This bill establishes the Health Professional Loan Repayment Program within the Department of 
Health and Senior Services, offering forgivable loans to pay off existing student loans and other 
education expenses for health care, mental health, and public health professionals.
The Department of Health and Senior Services is the chief administrative agency and is 
responsible for oversight and rulemaking of the program, the Director shall be in charge of 
determining who will receive forgivable health professional loans, and the professionals or 
disciplines that receive funding in any given year are contingent on consultation with the 
Department of Mental Health and the Department of Higher Education and Workforce
Development.
The Department will enter into a written contract with each qualifying individual for a forgivable 
loan, the provisions of which are specified in the bill. The contract shall include an agreement 
that the individual serve for a period equal to at least two years in an area of defined need, in 
order for the loan to be forgiven. The Department of Health and Senior Services will designate 
counties, communities, or sections of areas in the state as "areas of defined need" for health care, 
mental health, or public health services.

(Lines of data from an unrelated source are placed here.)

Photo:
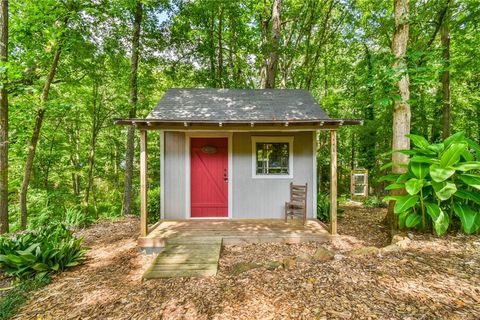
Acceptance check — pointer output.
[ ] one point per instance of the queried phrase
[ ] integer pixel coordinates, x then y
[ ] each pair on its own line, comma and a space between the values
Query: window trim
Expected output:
272, 139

All health professional loans shall be made from funds appropriated to the health professional 
loan incentive fund by the General Assembly, which also includes funds from an individual 
and/or funds generated by loan repayments. Further stipulations of the fund may be found in the 
bill.
This bill repeals an existing loan program for students enrolled in certain health care degree 
programs (§§191.430 – 191.831).
This bill establishes, subject to appropriations, a transitional benefits program for Temporary 
Assistance for Needy Families (TANF) and the Supplemental Nutrition Assistance Program 
(SNAP). The transitional benefits are designed to assist any recipient, whose monthly income 
has exceeded the maximum allowable income for program eligibility, to continue receiving 
reduced benefits, as specified in the bill. Any recipient of transitional benefits must comply with 
all requirements for each program that the recipient is eligible for, including work requirements. 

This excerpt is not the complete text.